I’ve always kept my iPhone pretty much up to date with Apple software. After all, upgrades are free, and they often deliver exciting new stuff. Over the two years I’ve had my iPhone 3G, it has got more and more capable due to improving software.
Then Apple pushed iPhone OS 4 – or iOS4, as it’s now called – and the trouble began. Programs on my phone kept crashing, the sound kept getting interrupted and it became glacially slow. My phone went from being a thing of beauty and a joy to use to being a clunky machine to be endured and cursed. Using Wellington’s helpful text-to-park feature became nearly impossible because the parking machine would time out in the time it took me to send it a text message. And, in what was the last straw, it started ignoring incoming calls and going straight to voicemail.
This is the story of how I fixed all that by going back to iPhone OS 3.
Many others with the same phone model are complaining. I called Apple about it and they told me to reset the phone. I had tried that already, of course. I also updated it to 4.0.2, the very latest iOS, but to no avail. I tried all the tricks to improve the speed on a 3G that I could find on the Net including turning off Spotlight but it didn’t return my phone to a usable state. So I went back to the old iPhone OS.
Apple say that it is not possible to return an iPhone 3G that has been “upgraded” to iOS4 to the previous release of the iPhone software. There are many pages on the Web telling you how to do it, so I didn’t believe them. It is possible, as I have proved for myself, but it took a fair bit of time and some nail biting moments when the phone was all black.
Before I tell you what I did, please bear in mind that Apple claims this can’t be done and I’m certainly not offering you any guarantees. It worked for me, but if it fails for you, you are on your own with Google to figure out what to do next. Also, it should go without saying that you won’t have access to the iOS4-only features if you go back. For the iPhone 3G that includes threads in the email client and the ability to put programs into folders.
I started from this How to Guide by Taimur Asad. It covers downgrading your iPhone or iPod touch to iPhone OS 3. The guide provides instructions to get back to 3.1.2 or 3.1.3. I went back to 3.1.3 because I knew it worked well on my phone. If you are keen to do this, read the guide thoroughly a couple of times and be sure that you have one of the specific models it covers.
I use a Mac for the computer that my phone syncs with, and my phone is on Telecom’s XT network. Those things affect the instructions and you need to understand what to do differently if you use Windows or a different telco. That said, the guide looks as though it would work for a Windows computer, and carrier bundles are available for most mobile carriers.
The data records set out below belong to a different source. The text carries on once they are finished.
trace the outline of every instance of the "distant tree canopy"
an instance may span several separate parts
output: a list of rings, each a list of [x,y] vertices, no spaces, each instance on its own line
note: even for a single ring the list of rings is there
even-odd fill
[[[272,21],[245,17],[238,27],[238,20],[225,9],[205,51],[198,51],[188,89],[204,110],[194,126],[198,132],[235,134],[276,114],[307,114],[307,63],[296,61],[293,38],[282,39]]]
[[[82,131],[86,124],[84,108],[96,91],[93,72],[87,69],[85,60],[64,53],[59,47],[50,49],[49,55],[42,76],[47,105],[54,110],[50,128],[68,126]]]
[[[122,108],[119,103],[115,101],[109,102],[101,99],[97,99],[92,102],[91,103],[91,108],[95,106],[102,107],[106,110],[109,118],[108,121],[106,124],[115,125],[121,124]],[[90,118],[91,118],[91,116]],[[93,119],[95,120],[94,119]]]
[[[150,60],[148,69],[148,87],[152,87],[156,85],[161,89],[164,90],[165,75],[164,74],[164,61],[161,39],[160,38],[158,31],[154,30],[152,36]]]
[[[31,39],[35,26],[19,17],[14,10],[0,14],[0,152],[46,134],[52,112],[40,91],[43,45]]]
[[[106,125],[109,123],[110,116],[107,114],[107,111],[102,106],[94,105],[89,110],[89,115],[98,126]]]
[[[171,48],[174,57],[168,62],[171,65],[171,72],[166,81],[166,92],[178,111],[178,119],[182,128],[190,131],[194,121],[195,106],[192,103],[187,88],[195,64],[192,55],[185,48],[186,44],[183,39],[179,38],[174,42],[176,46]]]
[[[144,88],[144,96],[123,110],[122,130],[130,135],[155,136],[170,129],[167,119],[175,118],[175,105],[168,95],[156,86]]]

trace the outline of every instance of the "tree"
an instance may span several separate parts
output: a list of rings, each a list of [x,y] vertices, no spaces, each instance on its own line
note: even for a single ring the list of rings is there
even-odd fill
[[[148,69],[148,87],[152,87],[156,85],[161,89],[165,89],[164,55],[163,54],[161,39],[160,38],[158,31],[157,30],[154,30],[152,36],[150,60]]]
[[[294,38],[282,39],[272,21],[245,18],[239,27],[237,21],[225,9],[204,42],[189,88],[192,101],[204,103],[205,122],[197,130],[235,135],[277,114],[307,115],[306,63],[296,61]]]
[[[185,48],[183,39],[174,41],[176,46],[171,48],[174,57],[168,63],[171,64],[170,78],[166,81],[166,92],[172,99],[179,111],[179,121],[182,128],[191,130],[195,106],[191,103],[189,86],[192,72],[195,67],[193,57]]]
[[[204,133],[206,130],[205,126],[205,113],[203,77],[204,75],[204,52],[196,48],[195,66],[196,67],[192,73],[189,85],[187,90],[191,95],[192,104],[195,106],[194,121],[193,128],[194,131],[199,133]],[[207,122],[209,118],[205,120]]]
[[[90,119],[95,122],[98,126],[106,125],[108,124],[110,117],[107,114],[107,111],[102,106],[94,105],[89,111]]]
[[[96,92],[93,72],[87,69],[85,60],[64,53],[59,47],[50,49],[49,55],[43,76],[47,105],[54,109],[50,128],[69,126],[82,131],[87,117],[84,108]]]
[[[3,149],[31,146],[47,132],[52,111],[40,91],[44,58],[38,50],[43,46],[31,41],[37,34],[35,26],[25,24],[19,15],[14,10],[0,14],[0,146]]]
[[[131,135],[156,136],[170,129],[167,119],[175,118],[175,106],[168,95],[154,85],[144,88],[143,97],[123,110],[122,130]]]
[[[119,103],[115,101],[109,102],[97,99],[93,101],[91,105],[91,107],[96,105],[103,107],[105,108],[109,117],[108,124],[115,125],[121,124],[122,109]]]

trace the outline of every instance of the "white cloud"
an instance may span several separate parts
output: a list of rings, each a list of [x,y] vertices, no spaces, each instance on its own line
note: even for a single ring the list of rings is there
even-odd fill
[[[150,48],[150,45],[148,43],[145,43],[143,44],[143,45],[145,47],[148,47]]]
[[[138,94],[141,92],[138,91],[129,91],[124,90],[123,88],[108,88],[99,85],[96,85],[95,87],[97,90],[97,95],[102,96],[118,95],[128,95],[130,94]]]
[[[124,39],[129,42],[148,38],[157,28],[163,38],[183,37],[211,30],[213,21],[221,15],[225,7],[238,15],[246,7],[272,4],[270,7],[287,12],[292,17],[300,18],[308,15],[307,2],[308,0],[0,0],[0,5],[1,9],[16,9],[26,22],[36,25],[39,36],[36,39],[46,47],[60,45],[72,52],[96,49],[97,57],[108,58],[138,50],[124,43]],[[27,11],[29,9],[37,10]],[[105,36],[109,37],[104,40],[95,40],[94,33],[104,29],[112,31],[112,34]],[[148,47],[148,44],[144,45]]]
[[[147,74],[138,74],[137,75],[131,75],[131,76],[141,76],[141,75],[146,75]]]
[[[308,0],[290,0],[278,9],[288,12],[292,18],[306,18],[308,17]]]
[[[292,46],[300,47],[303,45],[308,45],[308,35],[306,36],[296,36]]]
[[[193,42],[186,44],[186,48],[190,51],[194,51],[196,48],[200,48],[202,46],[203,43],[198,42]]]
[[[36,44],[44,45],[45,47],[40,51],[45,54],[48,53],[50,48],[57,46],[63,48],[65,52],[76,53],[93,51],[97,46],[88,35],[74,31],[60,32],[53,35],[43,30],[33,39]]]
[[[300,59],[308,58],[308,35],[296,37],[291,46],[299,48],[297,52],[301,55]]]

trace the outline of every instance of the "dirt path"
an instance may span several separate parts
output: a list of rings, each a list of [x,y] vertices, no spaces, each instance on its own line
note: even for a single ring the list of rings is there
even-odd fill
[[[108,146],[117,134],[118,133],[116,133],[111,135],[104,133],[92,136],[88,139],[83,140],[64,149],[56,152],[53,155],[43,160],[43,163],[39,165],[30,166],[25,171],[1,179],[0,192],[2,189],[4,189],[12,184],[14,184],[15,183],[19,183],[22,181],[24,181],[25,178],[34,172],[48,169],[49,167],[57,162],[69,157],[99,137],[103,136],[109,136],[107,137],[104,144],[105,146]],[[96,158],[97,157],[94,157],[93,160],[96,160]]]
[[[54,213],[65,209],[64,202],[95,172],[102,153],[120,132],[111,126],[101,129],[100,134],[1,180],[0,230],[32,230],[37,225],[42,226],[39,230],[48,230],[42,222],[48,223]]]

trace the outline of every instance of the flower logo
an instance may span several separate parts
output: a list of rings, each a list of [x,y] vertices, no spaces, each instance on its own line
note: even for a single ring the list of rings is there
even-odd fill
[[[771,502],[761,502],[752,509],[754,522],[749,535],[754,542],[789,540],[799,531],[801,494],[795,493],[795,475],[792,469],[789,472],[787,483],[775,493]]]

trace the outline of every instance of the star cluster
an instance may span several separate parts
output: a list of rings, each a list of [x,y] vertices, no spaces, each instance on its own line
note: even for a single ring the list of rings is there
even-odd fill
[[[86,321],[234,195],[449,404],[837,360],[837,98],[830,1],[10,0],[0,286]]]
I had several false starts when trying to follow the guide. Each was slightly scary because you have to put your phone into DFU mode (I think I know what that stands for!) which makes the phone black and unresponsive. Getting back from DFU mode involves a bit of (free) software such as RecBoot which you need to install on your computer before you start. Eventually the phone comes back to life. It’s all in the guide – thanks, Taimur.
Eventually I figured out that my false starts were because I was using a USB hub. I normally sync through a hub and it works just fine, but my computer wouldn’t recognise a phone in DFU mode unless it was connected directly to it with a single USB cable. Once I had sorted that out, the restore process followed the one set out in the guide.
The actual process was relatively quick once I’d figured it out. It took about half an hour. Then I had to do a restore and a sync of what was now an empty phone. That ran overnight.
There was a problem early in the restore process. iTunes refused to let me reload a recent backup saying that the backup had been made by more recent software than now existed on the phone, which it had. I wound up restoring from a very old backup. I’ve spent a chunk of today reloading configuration detail like my wireless passwords. It would be a good idea to identify the last backup you have (iTunes makes them when you sync) from iPhone OS 3 and restoring from that when the time comes. Do bear in mind, though, that you might lose information that is embedded in programs on your iPhone if you do this.
The final step for me was to reapply the carrier bundle for XT so my phone would do 3G data, texting and tethering again.
The result – one iPhone 3G functioning as well as it ever did, which is very well indeed. I only wish Apple hadn’t put me through so much grief to get it back that way.